The Home-Life of Borneo Head-Hunters: Its Festivals and Folk-Lore
1902

The Home-Life of Borneo Head-Hunters: Its Festivals and Folk-Lore
1902
In 1902, a Philadelphia physician named William Henry Furness traveled into the Borneo interior and found something the Victorian world never expected: a civilization of startling complexity and ritualized grace. The Kayan and Kenyah peoples, whose reputation as head-hunters had made them legendarily terrifying, reveal themselves here as sophisticated architects of communal life, custodians of intricate folklore, and surprisingly witty observers of human nature. Furness lived among them in their massive longhouses, documenting everything from the sacred naming ceremonies of chief's children to the elaborate peace-making rituals that required animal sacrifice and complex social choreography.
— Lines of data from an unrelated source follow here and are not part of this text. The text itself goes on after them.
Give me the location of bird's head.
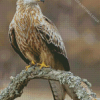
[23,0,44,4]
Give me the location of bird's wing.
[36,16,70,71]
[8,22,30,64]
[36,16,67,57]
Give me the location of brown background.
[0,0,100,100]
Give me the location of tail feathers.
[48,80,66,100]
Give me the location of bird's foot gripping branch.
[0,65,97,100]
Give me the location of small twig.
[0,66,96,100]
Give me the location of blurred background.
[0,0,100,100]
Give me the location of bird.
[8,0,70,100]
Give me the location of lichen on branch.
[0,65,96,100]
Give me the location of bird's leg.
[25,60,35,71]
[37,61,50,69]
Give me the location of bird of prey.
[8,0,70,100]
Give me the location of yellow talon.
[26,61,35,71]
[38,62,50,69]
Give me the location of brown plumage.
[9,0,70,99]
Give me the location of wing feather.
[36,16,67,57]
[36,16,70,71]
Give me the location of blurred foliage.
[0,0,100,98]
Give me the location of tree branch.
[0,65,97,100]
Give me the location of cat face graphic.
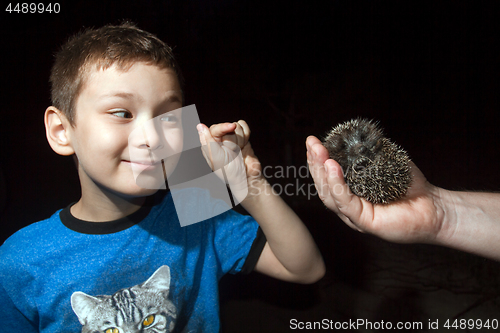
[71,266,177,333]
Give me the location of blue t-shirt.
[0,193,265,333]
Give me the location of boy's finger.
[238,120,250,146]
[234,120,248,149]
[325,159,363,225]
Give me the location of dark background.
[0,0,500,332]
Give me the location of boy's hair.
[50,22,184,125]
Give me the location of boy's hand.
[306,136,444,243]
[197,120,262,187]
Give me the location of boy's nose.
[140,119,165,150]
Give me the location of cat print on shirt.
[71,266,177,333]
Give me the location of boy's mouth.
[122,160,161,171]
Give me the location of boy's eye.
[111,110,132,118]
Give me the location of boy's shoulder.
[0,209,64,257]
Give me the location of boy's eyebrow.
[99,91,140,99]
[99,91,182,102]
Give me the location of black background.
[0,0,500,332]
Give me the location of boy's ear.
[44,106,75,156]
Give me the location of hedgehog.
[323,118,412,204]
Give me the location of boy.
[0,24,324,333]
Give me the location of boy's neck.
[70,189,146,222]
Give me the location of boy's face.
[69,62,183,197]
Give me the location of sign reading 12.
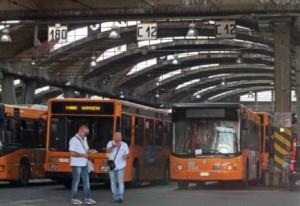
[137,23,157,40]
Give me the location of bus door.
[34,120,46,177]
[144,119,164,179]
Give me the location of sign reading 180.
[137,23,157,40]
[48,24,68,41]
[216,21,236,38]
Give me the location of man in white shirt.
[106,132,129,203]
[69,125,96,205]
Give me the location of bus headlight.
[48,157,58,162]
[100,166,108,172]
[49,164,58,171]
[177,165,183,170]
[223,163,238,170]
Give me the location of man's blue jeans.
[71,166,91,199]
[109,169,125,200]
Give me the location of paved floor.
[0,183,300,206]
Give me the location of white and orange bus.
[170,103,262,188]
[0,104,47,185]
[45,99,171,186]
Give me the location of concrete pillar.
[295,45,300,143]
[1,75,17,104]
[64,88,75,98]
[274,21,291,112]
[22,81,36,104]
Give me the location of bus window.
[154,121,164,146]
[162,122,172,147]
[19,120,37,148]
[145,119,154,145]
[121,115,131,146]
[50,116,113,152]
[135,117,144,145]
This is anthropology before the discipline existed in its modern form: raw, immediate, and tinged with the author's barely-concealed admiration for people his contemporaries dismissed as savages. The longhouse architecture, the communal dynamics, the superstitions that governed daily life, the festivals that punctuated the year all emerge in vivid detail. For readers seeking authentic first-person accounts of cultures that have since transformed almost beyond recognition, this book offers an invaluable window into a vanished world.